Cancer types

When a breast glandular duct cell transforms into a malignant cell many things need to go wrong. Firstly, the duct cell needs to change its normal behavior and start dividing rapidly, but the cell also needs to survive. Most cells that transform at an abnormally high rate are disrupted by programmed cell death, called apoptosis. This programmed cell death does not occur in cancer cells however.

The wild, rapidly dividing cell, starts multiplying. The entire gland tube is filled with malignant cells and the lumen of the tube then disappears. As long as the cancer cells do not break through the wall or basal membrane of the duct, we refer to this cancer as a ‘carcinoma in situ’.

This is a non-invasive tumor with a good prognosis. The fact that the cells do not cross the wall of the basal membrane is crucial. The blood vessels and lymphatic vessels are located in the connective tissue around the gland tubes. As long as the cancer cells do not cross the basal membrane or wall of the gland tube, the cells cannot spread to other organs. The complete removal of a carcinoma in situ therefore guarantees a 100% cure.

Most non-invasive breast cancers do show an increased risk of developing an invasive component. It is therefore imperative that these non-invasive cancers are detected early and treated properly.

Once the cancer cells migrate through the basal membrane the cancer is called an invasive tumor. From now on the malignant cells can reach the blood and lymph vessels. The cells will form a mass outside the ducts that modifies the normal connective tissue distribution.

On examination of the breast a hard and immobile mass is felt. A malignant tumor is usually not painful. The tumor cells can migrate through the lymphatic vessels to the lymph nodes of the armpit or other areas around the chest. In patients with an invasive tumor, the sentinel node or the lower part of the axillary lymph nodes are removed during surgery and examined for metastases.

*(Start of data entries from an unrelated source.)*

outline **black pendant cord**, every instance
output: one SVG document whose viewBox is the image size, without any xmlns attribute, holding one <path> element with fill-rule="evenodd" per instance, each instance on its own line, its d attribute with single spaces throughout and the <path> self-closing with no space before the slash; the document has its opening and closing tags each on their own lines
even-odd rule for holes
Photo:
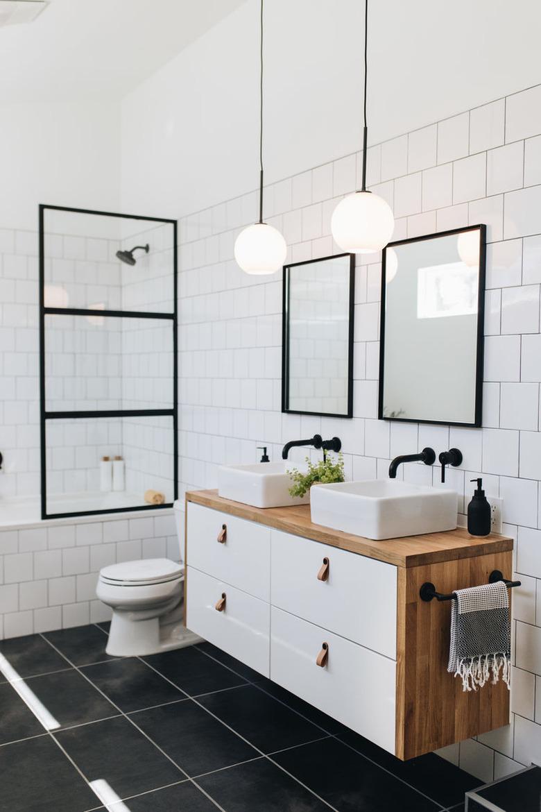
<svg viewBox="0 0 541 812">
<path fill-rule="evenodd" d="M 364 0 L 364 126 L 363 127 L 363 177 L 361 192 L 367 191 L 367 80 L 368 74 L 368 0 Z"/>
<path fill-rule="evenodd" d="M 263 222 L 263 0 L 260 18 L 260 219 Z"/>
</svg>

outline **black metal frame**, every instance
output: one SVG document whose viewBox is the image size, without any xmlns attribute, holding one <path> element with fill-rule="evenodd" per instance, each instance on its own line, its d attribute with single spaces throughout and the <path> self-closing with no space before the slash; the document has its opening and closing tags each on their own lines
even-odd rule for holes
<svg viewBox="0 0 541 812">
<path fill-rule="evenodd" d="M 340 257 L 350 257 L 350 320 L 348 331 L 348 382 L 347 382 L 347 414 L 333 414 L 330 412 L 303 412 L 289 408 L 290 402 L 290 272 L 291 268 L 311 265 L 314 262 L 325 262 Z M 302 262 L 290 262 L 285 265 L 282 274 L 281 297 L 281 411 L 287 414 L 309 414 L 318 417 L 353 417 L 353 352 L 354 338 L 355 314 L 355 255 L 354 253 L 333 254 L 330 257 L 318 257 Z"/>
<path fill-rule="evenodd" d="M 474 416 L 472 423 L 461 423 L 452 420 L 423 420 L 414 417 L 386 417 L 383 414 L 384 401 L 384 367 L 385 356 L 385 261 L 387 248 L 396 245 L 406 245 L 408 243 L 423 242 L 426 240 L 435 240 L 438 237 L 449 237 L 453 235 L 462 234 L 464 231 L 479 231 L 479 275 L 477 300 L 477 358 L 475 364 L 475 404 Z M 483 372 L 484 361 L 484 313 L 485 313 L 485 278 L 487 267 L 487 227 L 478 223 L 475 226 L 465 226 L 463 228 L 453 228 L 448 231 L 436 231 L 435 234 L 427 234 L 422 237 L 411 237 L 409 240 L 397 240 L 389 243 L 384 250 L 381 262 L 381 305 L 380 316 L 380 380 L 378 391 L 378 419 L 394 421 L 401 423 L 430 423 L 436 425 L 462 425 L 469 428 L 479 428 L 483 420 Z M 427 381 L 430 385 L 430 381 Z"/>
<path fill-rule="evenodd" d="M 58 308 L 45 305 L 45 213 L 46 210 L 67 211 L 77 214 L 91 214 L 102 217 L 118 217 L 126 220 L 144 220 L 150 222 L 170 223 L 173 226 L 173 312 L 147 313 L 130 310 L 94 310 L 85 308 Z M 67 513 L 47 512 L 47 470 L 45 448 L 45 424 L 48 420 L 73 420 L 95 417 L 157 417 L 173 418 L 173 481 L 174 499 L 178 498 L 178 378 L 177 370 L 178 330 L 178 222 L 161 217 L 144 217 L 140 214 L 121 214 L 118 212 L 97 211 L 92 209 L 74 209 L 71 206 L 39 205 L 39 333 L 40 333 L 40 438 L 41 463 L 41 518 L 65 519 L 77 516 L 97 516 L 103 513 L 125 513 L 131 511 L 157 510 L 172 508 L 173 503 L 161 505 L 136 505 L 133 508 L 112 508 L 108 510 L 74 511 Z M 170 409 L 106 409 L 96 411 L 47 412 L 45 408 L 45 316 L 99 316 L 119 318 L 152 318 L 165 319 L 172 322 L 173 327 L 173 408 Z"/>
</svg>

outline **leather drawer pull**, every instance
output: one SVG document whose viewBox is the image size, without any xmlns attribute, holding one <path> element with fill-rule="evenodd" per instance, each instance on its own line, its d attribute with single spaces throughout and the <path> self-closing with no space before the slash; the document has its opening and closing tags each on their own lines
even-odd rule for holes
<svg viewBox="0 0 541 812">
<path fill-rule="evenodd" d="M 321 650 L 320 651 L 316 659 L 316 665 L 319 665 L 322 668 L 324 668 L 324 667 L 327 665 L 328 659 L 328 643 L 322 643 Z"/>
<path fill-rule="evenodd" d="M 328 559 L 324 558 L 320 568 L 320 572 L 317 573 L 318 581 L 327 581 L 327 578 L 328 577 Z"/>
<path fill-rule="evenodd" d="M 216 609 L 217 611 L 223 611 L 224 609 L 225 608 L 225 592 L 221 593 L 221 598 L 217 603 L 217 604 L 214 607 L 214 608 Z"/>
</svg>

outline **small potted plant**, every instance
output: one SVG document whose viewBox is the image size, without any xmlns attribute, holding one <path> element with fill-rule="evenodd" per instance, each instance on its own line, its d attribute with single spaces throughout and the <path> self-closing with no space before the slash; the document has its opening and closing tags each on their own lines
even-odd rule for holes
<svg viewBox="0 0 541 812">
<path fill-rule="evenodd" d="M 312 485 L 318 482 L 328 485 L 330 482 L 343 482 L 344 477 L 344 457 L 340 451 L 335 460 L 326 455 L 319 462 L 311 462 L 310 457 L 306 458 L 306 471 L 299 471 L 296 468 L 292 468 L 288 473 L 292 485 L 290 490 L 290 496 L 303 497 L 310 490 Z"/>
</svg>

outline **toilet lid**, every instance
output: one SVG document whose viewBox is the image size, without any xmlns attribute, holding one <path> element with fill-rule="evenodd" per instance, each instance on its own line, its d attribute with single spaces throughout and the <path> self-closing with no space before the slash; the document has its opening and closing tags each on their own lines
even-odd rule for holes
<svg viewBox="0 0 541 812">
<path fill-rule="evenodd" d="M 144 559 L 109 564 L 101 570 L 100 577 L 114 584 L 161 584 L 178 578 L 182 572 L 181 564 L 169 559 Z"/>
</svg>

Non-invasive breast cancer

Ductal carcinoma in situ (DCIS) and lobular carcinoma in situ (LCIS) are noninvasive breast cancers. They are characterized by a proliferation of malignant cells in the mammary gland and ducts without penetration of the basal membrane.

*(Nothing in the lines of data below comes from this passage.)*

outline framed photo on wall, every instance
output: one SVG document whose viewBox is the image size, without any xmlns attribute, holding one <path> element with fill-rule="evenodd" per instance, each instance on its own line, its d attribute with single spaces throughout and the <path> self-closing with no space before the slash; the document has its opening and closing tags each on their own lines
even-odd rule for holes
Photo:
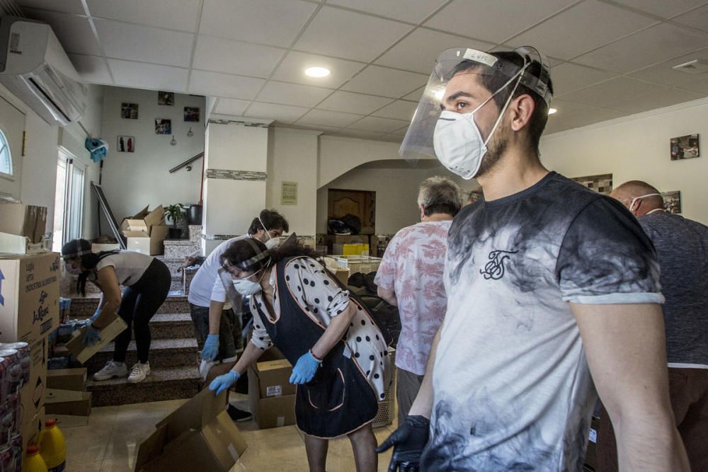
<svg viewBox="0 0 708 472">
<path fill-rule="evenodd" d="M 190 122 L 198 122 L 199 121 L 199 108 L 198 107 L 185 107 L 184 108 L 184 120 Z"/>
<path fill-rule="evenodd" d="M 135 137 L 133 136 L 119 136 L 115 149 L 118 152 L 135 152 Z"/>
<path fill-rule="evenodd" d="M 160 91 L 157 93 L 157 104 L 168 105 L 172 106 L 175 104 L 174 92 L 163 92 Z"/>
<path fill-rule="evenodd" d="M 164 120 L 162 118 L 155 119 L 155 134 L 171 134 L 172 120 Z"/>
<path fill-rule="evenodd" d="M 686 134 L 671 138 L 671 160 L 681 161 L 700 156 L 698 134 Z"/>
<path fill-rule="evenodd" d="M 662 192 L 661 196 L 664 197 L 664 209 L 669 213 L 681 212 L 681 191 L 673 190 L 671 192 Z"/>
<path fill-rule="evenodd" d="M 125 120 L 137 120 L 137 103 L 121 103 L 120 117 Z"/>
</svg>

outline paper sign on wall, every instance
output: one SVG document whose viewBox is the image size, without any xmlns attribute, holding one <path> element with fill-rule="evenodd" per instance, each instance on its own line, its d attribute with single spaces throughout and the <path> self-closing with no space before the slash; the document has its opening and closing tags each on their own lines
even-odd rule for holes
<svg viewBox="0 0 708 472">
<path fill-rule="evenodd" d="M 282 181 L 280 205 L 297 205 L 297 183 Z"/>
</svg>

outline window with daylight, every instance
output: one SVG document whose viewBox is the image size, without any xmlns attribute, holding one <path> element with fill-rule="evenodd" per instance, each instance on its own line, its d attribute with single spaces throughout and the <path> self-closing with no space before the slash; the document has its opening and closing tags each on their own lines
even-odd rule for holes
<svg viewBox="0 0 708 472">
<path fill-rule="evenodd" d="M 12 175 L 12 156 L 10 154 L 10 143 L 5 134 L 0 129 L 0 173 Z"/>
</svg>

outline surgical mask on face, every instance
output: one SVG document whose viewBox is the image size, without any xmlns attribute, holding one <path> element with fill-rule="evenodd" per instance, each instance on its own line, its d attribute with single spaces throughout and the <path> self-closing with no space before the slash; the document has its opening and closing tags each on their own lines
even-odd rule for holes
<svg viewBox="0 0 708 472">
<path fill-rule="evenodd" d="M 496 127 L 501 122 L 502 117 L 504 116 L 504 113 L 506 111 L 507 107 L 509 106 L 511 98 L 514 96 L 514 93 L 521 81 L 521 76 L 526 69 L 526 67 L 525 66 L 516 75 L 507 81 L 491 96 L 472 112 L 456 113 L 445 110 L 440 113 L 433 135 L 433 145 L 438 159 L 448 171 L 466 180 L 473 178 L 477 175 L 482 163 L 482 159 L 487 152 L 486 144 L 496 130 Z M 507 98 L 506 103 L 499 113 L 499 116 L 494 122 L 494 126 L 492 127 L 489 136 L 487 137 L 486 140 L 483 139 L 479 128 L 474 122 L 474 113 L 497 93 L 504 90 L 514 80 L 516 80 L 514 89 L 511 91 L 509 98 Z"/>
<path fill-rule="evenodd" d="M 253 275 L 245 279 L 236 279 L 234 281 L 234 288 L 241 295 L 254 295 L 261 292 L 261 280 L 263 280 L 265 275 L 266 271 L 263 270 L 263 273 L 261 274 L 261 278 L 258 279 L 258 282 L 249 280 Z"/>
<path fill-rule="evenodd" d="M 640 200 L 641 198 L 646 198 L 648 197 L 663 197 L 663 195 L 662 195 L 661 193 L 647 193 L 646 195 L 641 195 L 639 197 L 634 197 L 634 198 L 632 199 L 632 202 L 629 203 L 629 211 L 630 212 L 633 212 L 634 210 L 634 202 L 636 202 L 636 200 Z M 657 208 L 657 209 L 653 209 L 651 211 L 652 212 L 656 212 L 658 209 L 661 209 L 660 208 Z"/>
</svg>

DCIS is often diagnosed as microcalcification on mammography. DCIS is a precursor of invasive carcinoma and should always be fully removed. There are different degrees of aggressiveness, depending on:

  • The presence of necrosis
  • The grade of cell differentiation
  • The size of the tumor
  • The presence of microcalcification

LCIS is usually not palpable or visible on mammography. It is often an incidental finding in tissue removed for a different reason. LCIS is usually present in multiple places within the same breast and also both breasts may be affected. If LCIS is present, the risk of developing an invasive cancer is approximately 37%.

Invasive breast cancer

The cells of invasive cancers have the ability to invade and penetrate the surrounding tissues and can produce distant metastases in lymph nodes or other organs. The most frequent types are:


  • Invasive ductal carcinoma (IDC) (± 75%): This tumor usually presents as a hard mass in the breast and is often surrounded by DCIS.
  • Invasive lobular carcinoma (ILC) (± 5-10%): This often presents as a poorly defined thickening of the breast and is sometimes difficult to detect, as mammography and ultrasound can not always clearly highlight the tumor. In 90% of patients with ILC, LCIS is also found in the area. ILC is almost always highly hormone-sensitive and has an increased chance of developing in both breasts.
  • Less frequent types of invasive breast cancer include, medullary carcinoma, mucinous or colloid carcinoma and papillary carcinoma.


normal duct

in situ carcinoma

invasive cancer


Figure : schematic drawing of a normal lactiferous duct, an in situ carcinoma and an invasive carcinoma: lumen (1), duct cells(2), smooth muscle cells (3), basal membrane (4).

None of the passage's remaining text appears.